Bluesky doesn't normally work that way - everything in the PDS gets replicated. They are also encouraging people to put put full blog posts in the PDS for easy replication. So, anyone who wants to index it gets a copy and you have no control over what they do.

You don't have to do it that way, though. You can publish your blog on your own website and just publish links to it on Bluesky.

> So, anyone who wants to index it gets a copy and you have no control over what they do.

How does this differ from scrapers hitting the blog directly?

Web pages aren’t digitally signed, aren’t necessarily indexed by search engines, and there are ways to block bots with things like captchas. You also have much more control over the UI. If your blog has comments, you can moderate them, for better or worse.

With a PDS, the replication happens first, before anyone reads it, and the UI is out of your control.

Maybe that’s okay, but people should understand the tradeoffs.

> Web pages aren’t digitally signed, aren’t necessarily indexed by search engines

Neither of these prevent scraping, and the lack of the first one actually makes it worse because every scraper has to go to the original server and bog it down instead of getting it from anyone with a copy of the data that they can verify using the signature.

> there are ways to block bots with things like captchas

These don't work if you have anything resembling high value content, because AI can solve them now or do the same proof of work as a real user when all they need is to get a few hundred articles once. If they want it enough they can also pay someone in a low income country to download them manually. Fundamentally if you post something that any human can access then someone can copy it. Public is public.

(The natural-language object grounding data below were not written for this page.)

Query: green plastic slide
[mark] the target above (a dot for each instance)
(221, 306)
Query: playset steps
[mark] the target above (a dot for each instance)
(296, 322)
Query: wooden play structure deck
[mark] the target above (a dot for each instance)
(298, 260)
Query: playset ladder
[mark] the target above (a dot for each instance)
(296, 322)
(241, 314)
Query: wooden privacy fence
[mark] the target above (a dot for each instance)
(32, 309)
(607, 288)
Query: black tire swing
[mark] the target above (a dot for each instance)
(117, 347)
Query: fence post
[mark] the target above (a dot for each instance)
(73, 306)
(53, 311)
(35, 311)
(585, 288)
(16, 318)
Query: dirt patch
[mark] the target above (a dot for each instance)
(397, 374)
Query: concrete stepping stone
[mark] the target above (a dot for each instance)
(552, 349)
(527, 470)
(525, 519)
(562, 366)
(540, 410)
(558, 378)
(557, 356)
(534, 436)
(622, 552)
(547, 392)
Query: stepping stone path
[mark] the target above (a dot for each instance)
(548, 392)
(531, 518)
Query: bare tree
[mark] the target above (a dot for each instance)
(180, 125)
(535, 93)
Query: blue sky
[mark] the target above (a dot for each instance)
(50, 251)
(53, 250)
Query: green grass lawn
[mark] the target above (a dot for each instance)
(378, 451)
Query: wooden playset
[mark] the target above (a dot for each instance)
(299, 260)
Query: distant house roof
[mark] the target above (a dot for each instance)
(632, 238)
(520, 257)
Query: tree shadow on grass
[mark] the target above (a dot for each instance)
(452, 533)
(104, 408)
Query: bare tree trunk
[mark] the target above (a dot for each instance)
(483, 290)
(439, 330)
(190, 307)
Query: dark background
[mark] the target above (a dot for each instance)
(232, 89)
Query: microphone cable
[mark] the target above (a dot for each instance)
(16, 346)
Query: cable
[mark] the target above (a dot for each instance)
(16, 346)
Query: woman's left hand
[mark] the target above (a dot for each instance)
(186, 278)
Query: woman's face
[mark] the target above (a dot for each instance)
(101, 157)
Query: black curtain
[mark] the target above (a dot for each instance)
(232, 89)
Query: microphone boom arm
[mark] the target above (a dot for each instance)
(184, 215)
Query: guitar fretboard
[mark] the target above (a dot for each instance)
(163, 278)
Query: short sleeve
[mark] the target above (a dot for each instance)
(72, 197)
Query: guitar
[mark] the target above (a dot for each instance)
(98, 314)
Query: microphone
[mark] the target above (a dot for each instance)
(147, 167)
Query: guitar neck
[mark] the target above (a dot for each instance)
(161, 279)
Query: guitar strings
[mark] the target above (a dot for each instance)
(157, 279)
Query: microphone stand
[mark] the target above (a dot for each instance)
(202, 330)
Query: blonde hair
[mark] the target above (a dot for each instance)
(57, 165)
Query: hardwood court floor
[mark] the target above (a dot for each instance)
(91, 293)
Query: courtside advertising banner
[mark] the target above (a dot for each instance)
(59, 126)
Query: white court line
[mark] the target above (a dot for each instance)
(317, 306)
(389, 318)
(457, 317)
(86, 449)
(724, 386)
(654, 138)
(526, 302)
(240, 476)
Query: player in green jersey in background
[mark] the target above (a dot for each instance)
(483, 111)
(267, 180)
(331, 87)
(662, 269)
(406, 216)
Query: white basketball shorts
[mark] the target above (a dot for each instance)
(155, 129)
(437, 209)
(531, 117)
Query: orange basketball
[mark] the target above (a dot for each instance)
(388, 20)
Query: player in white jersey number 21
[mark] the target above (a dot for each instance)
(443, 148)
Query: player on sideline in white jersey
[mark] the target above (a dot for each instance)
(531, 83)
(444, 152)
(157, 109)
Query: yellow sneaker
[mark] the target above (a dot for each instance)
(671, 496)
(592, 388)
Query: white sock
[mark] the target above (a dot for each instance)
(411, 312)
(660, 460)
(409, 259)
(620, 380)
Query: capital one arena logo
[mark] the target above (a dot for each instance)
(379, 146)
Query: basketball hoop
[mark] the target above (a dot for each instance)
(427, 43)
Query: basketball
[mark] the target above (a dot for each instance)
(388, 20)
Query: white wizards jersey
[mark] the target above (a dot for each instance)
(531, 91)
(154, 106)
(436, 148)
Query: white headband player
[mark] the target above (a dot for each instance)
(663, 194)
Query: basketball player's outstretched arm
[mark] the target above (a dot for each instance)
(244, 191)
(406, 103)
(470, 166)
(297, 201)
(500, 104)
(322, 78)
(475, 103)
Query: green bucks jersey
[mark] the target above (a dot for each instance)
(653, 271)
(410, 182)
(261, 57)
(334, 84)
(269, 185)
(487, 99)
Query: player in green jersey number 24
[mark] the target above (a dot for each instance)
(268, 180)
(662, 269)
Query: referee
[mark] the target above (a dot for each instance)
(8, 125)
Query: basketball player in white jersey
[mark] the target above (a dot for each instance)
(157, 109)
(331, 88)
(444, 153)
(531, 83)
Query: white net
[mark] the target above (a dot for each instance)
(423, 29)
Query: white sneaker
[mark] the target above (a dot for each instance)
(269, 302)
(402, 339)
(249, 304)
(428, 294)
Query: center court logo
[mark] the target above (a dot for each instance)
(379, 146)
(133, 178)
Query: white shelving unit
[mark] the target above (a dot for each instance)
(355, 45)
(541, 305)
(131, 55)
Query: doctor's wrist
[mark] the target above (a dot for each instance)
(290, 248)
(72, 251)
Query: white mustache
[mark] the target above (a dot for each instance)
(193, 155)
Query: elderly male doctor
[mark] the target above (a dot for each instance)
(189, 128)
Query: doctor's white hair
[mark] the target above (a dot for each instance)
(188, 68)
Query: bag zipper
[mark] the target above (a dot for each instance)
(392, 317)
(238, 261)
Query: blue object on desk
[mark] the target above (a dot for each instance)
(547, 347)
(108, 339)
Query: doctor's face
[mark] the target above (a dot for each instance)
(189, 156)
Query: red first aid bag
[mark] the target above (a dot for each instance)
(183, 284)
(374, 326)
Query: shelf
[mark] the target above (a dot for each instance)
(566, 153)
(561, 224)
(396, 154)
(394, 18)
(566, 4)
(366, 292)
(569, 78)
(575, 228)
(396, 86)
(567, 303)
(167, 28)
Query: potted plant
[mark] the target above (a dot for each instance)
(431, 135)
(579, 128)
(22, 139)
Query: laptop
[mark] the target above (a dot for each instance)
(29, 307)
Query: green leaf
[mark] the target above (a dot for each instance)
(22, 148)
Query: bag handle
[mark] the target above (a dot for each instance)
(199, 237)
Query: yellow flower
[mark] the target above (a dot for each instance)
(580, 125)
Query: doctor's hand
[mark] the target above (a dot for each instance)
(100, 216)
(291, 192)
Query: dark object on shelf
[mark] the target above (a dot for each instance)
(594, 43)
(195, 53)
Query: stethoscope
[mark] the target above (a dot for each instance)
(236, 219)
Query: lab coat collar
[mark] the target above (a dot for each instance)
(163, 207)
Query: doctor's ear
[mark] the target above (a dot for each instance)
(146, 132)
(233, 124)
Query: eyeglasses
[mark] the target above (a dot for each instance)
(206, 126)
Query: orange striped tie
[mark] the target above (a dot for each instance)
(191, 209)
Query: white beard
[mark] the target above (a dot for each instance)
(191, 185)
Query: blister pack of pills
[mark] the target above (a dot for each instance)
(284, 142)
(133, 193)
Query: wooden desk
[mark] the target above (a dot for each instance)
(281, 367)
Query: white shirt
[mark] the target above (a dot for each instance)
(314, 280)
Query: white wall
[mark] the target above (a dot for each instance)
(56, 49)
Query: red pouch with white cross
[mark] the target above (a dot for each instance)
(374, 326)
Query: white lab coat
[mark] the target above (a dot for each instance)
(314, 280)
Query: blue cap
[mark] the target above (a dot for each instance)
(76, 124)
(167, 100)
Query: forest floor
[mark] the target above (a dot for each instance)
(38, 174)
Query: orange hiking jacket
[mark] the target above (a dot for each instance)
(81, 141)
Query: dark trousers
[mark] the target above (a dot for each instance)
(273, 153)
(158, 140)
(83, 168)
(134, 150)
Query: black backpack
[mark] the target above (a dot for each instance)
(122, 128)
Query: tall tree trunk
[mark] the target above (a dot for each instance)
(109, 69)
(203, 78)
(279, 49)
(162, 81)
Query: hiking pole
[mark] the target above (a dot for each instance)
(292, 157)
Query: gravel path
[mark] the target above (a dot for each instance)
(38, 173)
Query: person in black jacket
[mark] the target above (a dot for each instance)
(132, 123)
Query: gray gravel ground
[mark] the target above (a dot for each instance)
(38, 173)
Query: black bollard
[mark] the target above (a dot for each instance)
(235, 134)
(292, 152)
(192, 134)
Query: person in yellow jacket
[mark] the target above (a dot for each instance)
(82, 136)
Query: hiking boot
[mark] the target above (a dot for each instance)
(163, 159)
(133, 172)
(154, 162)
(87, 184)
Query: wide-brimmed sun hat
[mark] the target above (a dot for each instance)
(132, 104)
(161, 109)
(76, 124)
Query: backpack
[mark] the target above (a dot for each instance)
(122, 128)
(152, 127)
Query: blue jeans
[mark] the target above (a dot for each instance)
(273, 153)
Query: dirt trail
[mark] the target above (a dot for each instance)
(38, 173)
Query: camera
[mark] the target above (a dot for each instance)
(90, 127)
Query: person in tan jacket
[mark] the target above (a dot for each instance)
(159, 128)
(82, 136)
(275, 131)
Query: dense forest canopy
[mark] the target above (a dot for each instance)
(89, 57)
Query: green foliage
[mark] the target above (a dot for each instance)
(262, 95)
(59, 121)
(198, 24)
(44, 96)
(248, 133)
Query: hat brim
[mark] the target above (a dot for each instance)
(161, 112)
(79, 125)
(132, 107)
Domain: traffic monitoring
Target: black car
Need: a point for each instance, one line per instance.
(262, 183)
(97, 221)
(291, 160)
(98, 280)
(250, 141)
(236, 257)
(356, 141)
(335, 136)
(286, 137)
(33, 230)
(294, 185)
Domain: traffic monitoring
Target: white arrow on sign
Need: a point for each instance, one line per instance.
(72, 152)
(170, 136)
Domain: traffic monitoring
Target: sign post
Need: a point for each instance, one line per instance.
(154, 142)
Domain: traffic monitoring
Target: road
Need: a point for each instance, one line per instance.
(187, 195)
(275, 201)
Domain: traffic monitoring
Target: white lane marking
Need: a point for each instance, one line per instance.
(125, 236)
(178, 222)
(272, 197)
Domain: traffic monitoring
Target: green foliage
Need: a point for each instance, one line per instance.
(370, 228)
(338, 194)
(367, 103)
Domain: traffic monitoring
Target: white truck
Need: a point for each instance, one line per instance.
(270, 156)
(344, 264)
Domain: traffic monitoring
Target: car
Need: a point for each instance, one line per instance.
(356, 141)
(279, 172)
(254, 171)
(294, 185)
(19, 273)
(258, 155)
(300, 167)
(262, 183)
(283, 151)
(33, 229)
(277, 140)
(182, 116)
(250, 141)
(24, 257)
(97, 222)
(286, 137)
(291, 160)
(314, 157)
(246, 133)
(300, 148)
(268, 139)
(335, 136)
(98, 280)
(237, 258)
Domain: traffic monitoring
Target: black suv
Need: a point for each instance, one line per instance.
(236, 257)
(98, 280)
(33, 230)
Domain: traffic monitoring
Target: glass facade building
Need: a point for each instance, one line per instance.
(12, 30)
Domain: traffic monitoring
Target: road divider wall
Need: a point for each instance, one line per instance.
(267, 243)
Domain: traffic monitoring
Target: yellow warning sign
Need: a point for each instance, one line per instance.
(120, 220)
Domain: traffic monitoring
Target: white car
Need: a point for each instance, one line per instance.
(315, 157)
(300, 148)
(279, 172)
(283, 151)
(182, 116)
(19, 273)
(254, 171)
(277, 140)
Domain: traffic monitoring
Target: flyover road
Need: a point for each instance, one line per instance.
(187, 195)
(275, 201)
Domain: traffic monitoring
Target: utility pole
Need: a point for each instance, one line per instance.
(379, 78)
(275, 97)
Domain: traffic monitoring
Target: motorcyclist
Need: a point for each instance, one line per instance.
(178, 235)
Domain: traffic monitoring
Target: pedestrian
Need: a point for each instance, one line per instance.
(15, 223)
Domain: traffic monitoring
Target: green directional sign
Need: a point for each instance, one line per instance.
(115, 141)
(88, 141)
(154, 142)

And if the content is the equivalent of blog comment posts, they can probably still get it, but in that case why even care if they do? Notice that this is the same thing that happens on the centralized services, e.g. Facebook uses your Facebook posts to train AI.

How can people control the comments about their blog post on Hacker News? I think my example is closer to what happen in PDS and App View.

Honestly that’s just as much because atproto is a raw data protocol. Putting an http frontend on an atproto account is something we encourage and a lot of folks do. I do that on pfrazee.com for instance, and my leaflet blogposts (which are canonically on atproto) render on my blog.